The beauty of Dominion is how simple the game really is. You draw 5 cards, play as many as you can, buy extra cards if you are able, and then put it all in your discard pile & draw 5 more cards. Once you've run through your deck you shuffle your discard pile & start the whole thing over again. Obviously, the faster you can get through your deck, the better so cards that let you draw more cards are a big benefit, but if you don't have any extra actions, those cards better be money cards or they will be no use to you.
The cool thing about the game is the clear progression. In the beginning, you are building your deck trying to get the cards you want balancing the need for more money cards with action cards. The mid game is about fine tuning your deck and building your economic engine. The end game is a race to buy victory point cards (especially the most expensive Province cards) Throughout the game, you are faced with tough choices about adding cards. If you start building up victory point cards too early they will fill your deck with useless cards. Each card you buy reduces the chances of any other card showing up in a particular hand, but if you don't buy cards you are crippling your deck. The balance is key.

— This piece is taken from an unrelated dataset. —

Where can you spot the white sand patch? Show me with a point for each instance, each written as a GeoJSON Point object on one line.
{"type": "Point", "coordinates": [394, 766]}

One of my favorite aspects of the game is the variable decks that the game starts with. The rules suggest some basic ideas for good combinations, but my friends have taken to playing random, where we deal out the 10 action cards we will be playing with. This forces you to adapt your strategy to the cards available, and makes sure there is no sure-fire way to win everytime (although, playing cards that give you more cards in your hand is rarely a losing strategy.) It's an interesting twist when the decks come out and there are no extra buys, or no extra actions or cards that make it hard to get more money.
A typical game of Dominion runs between 45-60 minutes, and it plays well with 2,3 or 4 players. I have been especially impressed with how well it plays 2 player. Dominion is a great game that should be in any gamers collection. It's relatively easy to learn, but has enough variables to make it impossible to master. And, as a bonus, you don't have to buy any booster packs to play!